A review was conducted of patient #2's medical record. The patient arrived by Emergency Medical Services (EMS) on 03/04/25 and admitted for mild hypoxia. Patient #2 has a long history of documented substance abuse, alcoholism, hyponatremia, gastroesophageal reflux disease (GERD), and bipolar disorder. The patient was pronounced dead on 03/11/25 at 8:08 p.m..
A review of a document titled "Authorization for Release of Protected Health Information" A request for two (2) years of patient #1 and #2's medical records was signed by patient #1 and #2's sibling on 03/13/25 at 2:17 p.m. and was given to the sibling by employee #17 on 03/13/25 no time noted.
It should be noted patient #1 and Patient #2 are the same patient.
A review of policy titled, "Release of Information Guidelines", last revised 12/24, states "Policy: It is the policy of [the facility] to preserve the confidentiality and security of Protected Health Information created, received, obtained, maintained, used or transmitted by [the facility], and to protect this information from unauthorized access or disclosure."
A review of policy titled, "Patient Rights and Responsibilities", last revised 03/25, states "All patients seeking treatment or care at [the facility], ("HOSPITAL or HOSPITALS") have rights which are described below.
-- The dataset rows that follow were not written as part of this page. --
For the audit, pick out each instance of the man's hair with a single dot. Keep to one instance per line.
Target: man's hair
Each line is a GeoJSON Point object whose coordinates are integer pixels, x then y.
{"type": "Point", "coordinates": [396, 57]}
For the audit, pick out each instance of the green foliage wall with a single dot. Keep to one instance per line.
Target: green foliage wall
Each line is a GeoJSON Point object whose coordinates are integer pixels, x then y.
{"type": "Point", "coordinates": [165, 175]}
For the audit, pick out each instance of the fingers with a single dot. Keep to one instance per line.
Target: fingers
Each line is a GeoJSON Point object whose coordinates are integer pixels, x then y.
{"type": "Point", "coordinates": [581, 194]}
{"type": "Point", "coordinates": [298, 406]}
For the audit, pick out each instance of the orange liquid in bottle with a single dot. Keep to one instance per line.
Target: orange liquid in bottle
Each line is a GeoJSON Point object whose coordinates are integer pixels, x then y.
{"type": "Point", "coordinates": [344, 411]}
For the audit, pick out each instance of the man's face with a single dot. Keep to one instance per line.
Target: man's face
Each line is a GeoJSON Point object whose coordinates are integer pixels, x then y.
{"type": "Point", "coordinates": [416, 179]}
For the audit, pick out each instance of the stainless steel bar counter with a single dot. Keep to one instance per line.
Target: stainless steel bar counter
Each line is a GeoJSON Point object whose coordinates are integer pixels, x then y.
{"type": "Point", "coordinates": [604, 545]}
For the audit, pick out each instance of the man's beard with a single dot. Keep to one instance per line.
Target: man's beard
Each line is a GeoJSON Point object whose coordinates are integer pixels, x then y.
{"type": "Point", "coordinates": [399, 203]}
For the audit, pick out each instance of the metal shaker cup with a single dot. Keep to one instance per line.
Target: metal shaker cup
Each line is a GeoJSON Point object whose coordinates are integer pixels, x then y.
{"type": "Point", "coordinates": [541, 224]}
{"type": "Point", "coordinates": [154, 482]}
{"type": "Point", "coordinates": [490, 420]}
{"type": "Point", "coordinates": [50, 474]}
Information on these rights is available to all patients upon request...A patient has the right to every consideration of his or her privacy, safety, and security concerning his or her own medical care program."
An interview was conducted on 04/01/25, at 9:30 a.m. with staff #11. Staff #11 stated "I concur we should have gotten estate documentation. We did release the medical records based on the MPOA (Medical Power of Attorney) paperwork. We did not get the estate documentation."